I'm asserting that there are defects in the Galantini report, of two kinds.

1. He does not provide data to substantiate what he claims, which includes specifying exactly what equipment he used. He makes a point that he measured pressure, but he did not report the result as an instrumental reading.
2. He makes major errors in interpretation and explanation.

He takes, in fact, a very odd tack, not what I'd have expected at all. He takes readings of g/m^3 that are lower than those for pure vapor, and then considers them to represent "missing vapor," i.e., as if the readings are telling us how much water is present as vapor in a cubic meter, with the implication that the meter can measure this. Instead, the meter simply ignores whatever might be present as liquid water, measures the vapor phase, only, as a percentage of water vapor in air, in that phase, then extrapolates this as a calculated value of water mass per cubic meter.

In fact, total water per cubic meter increases with decreasing steam quality. Think about it, Jed. He's clearly misunderstood what the meter is telling him. He's confused meter error, which is 3.5% at the RH involved, i.e., over 95%, with "missing mass of water vapor."

Galantini's description provides no basis for estimation of steam quality. None.

The interpretation of "no overflow water," considering all that is known or reasonably assumed about the E-cat, is shallow and shaky.

Further, this could even be true at the moment of measurement.

The entire approach to measuring enthalpy is corrupt and fraught with hazards. You know how to do it right. Rossi deliberately avoided that.

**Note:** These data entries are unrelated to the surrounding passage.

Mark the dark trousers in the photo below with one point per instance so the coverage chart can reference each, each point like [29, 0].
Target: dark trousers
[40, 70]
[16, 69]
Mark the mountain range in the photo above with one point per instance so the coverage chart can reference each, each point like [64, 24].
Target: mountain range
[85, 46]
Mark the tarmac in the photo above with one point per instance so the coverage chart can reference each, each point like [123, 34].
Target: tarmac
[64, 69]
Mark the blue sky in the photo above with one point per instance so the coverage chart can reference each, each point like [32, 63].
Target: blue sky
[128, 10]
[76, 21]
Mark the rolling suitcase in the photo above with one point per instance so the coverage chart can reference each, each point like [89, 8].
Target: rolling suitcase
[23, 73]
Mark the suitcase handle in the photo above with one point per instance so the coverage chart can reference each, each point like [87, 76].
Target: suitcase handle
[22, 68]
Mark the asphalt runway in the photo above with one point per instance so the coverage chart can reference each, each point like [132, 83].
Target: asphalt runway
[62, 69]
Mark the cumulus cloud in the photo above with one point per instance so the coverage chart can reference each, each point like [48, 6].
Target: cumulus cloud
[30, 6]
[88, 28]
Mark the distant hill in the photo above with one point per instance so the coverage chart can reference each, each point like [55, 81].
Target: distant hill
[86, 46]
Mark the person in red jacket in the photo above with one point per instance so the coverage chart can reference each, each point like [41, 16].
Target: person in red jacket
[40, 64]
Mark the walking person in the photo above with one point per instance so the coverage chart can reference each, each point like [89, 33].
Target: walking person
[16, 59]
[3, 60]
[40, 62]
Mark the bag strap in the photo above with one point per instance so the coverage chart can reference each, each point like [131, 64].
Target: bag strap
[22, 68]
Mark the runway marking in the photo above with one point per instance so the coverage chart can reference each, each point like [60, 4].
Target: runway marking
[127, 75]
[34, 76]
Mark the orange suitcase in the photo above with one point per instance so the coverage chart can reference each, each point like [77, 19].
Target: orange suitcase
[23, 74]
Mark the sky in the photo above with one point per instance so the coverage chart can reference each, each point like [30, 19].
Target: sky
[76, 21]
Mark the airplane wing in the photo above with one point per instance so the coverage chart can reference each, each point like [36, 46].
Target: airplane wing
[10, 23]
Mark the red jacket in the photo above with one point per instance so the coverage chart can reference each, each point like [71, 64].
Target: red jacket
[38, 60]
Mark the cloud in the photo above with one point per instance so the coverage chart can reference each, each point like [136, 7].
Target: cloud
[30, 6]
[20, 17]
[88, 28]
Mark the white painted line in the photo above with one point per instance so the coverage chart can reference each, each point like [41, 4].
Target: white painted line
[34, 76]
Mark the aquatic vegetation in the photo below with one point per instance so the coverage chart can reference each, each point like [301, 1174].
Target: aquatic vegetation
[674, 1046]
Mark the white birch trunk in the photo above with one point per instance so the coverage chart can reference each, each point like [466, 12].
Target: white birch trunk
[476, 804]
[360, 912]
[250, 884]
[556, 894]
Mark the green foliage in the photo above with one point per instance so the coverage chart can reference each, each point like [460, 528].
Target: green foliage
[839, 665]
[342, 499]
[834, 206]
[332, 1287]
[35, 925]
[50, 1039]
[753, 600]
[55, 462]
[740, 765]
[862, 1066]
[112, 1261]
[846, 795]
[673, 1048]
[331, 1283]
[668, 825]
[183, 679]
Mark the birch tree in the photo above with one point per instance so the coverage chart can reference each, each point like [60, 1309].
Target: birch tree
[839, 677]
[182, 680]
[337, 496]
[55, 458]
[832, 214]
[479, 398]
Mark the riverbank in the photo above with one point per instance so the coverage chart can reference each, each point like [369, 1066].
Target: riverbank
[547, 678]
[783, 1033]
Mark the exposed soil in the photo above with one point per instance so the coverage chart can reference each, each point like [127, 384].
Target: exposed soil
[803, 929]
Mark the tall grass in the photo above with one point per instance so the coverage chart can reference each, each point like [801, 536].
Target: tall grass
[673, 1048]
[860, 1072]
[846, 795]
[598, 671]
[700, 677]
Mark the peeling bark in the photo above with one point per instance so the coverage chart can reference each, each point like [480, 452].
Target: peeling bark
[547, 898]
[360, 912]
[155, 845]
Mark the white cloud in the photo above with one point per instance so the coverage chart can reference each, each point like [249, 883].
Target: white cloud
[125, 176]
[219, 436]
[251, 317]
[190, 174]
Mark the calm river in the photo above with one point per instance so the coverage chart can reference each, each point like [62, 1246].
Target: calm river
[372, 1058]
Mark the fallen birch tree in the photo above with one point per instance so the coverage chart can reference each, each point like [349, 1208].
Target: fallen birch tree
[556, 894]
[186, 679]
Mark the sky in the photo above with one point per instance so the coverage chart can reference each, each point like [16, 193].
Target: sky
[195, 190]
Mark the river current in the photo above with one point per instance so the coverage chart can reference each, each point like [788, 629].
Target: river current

At 10:56 PM 8/10/2011, Jed Rothwell wrote:
I wrote:

Maybe he forgot which probe he used. Again, this is like what you said above: maybe he did not calibrate. Yes, we all agree that if you don't calibrate or you use the wrong probe, it does not work. Yes, people do make mistakes.


To summarize Abd's assertions:

If Galantini made a mistake, then he got the wrong answer.

OR

If he did it wrong, then it wasn't right.


Unless you have evidence that he made these mistakes, these assertions seem pointless.